Trying to keep things incredibly simple, without recourse to any equations, the 'traditional' 'high speed stall' is when a wing is taken to or past its stalling angle at a speed above the straight and level stalling speed. Normally this will occur when manouevring.
Such a 'stall' is easily recovered by reducing the angle of the wing to below that stalling angle, normally by relaxing the tailplane/elevator input that has caused the angle change.
So, letīs go back to the case of high speed stall considered in this thread!

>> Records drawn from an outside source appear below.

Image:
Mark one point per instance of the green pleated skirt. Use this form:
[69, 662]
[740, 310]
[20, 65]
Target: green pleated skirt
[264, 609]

So, an aircraft flying at high TAS and Mach number but at low IAS (because at a high altitude close to its ceiling) and high AoA close to stall already (perhaps heavily loaded) encounters, at previously unchanged pitch attitude and control positions, a sudden updraught. Which might be caused by wake turbulence, or by CAT around a jetstream, or mountain waves, or, say, occur around a thundercloud that the plane is trying to fly above.
Suppose that the updraught increases the AoA right through the stalling AoA so that Clmax is passed and lift actually falls below 1g. What next?
And you could have bank or spin because one wing met an updraught while the other found a downdraught.
As for business jets, note that they usually have rear engines. While some of them (Jetstar, Falcon, a few others) have +-tails, many have T-tails. A known deep stall hazard, and stick pushers would not have time to react to a sudden updraught.
For example, a Russian Tu-154, struggling at a heavy load and tail heavy CoG to fly over a thundercloud near or above its ceiling entered a flat spin that brought it right into the thundercloud it had been trying to avoid - and right through the cloud into Ukrainian soil. Could a wake turbulence likewise blast a plane into a flat spin?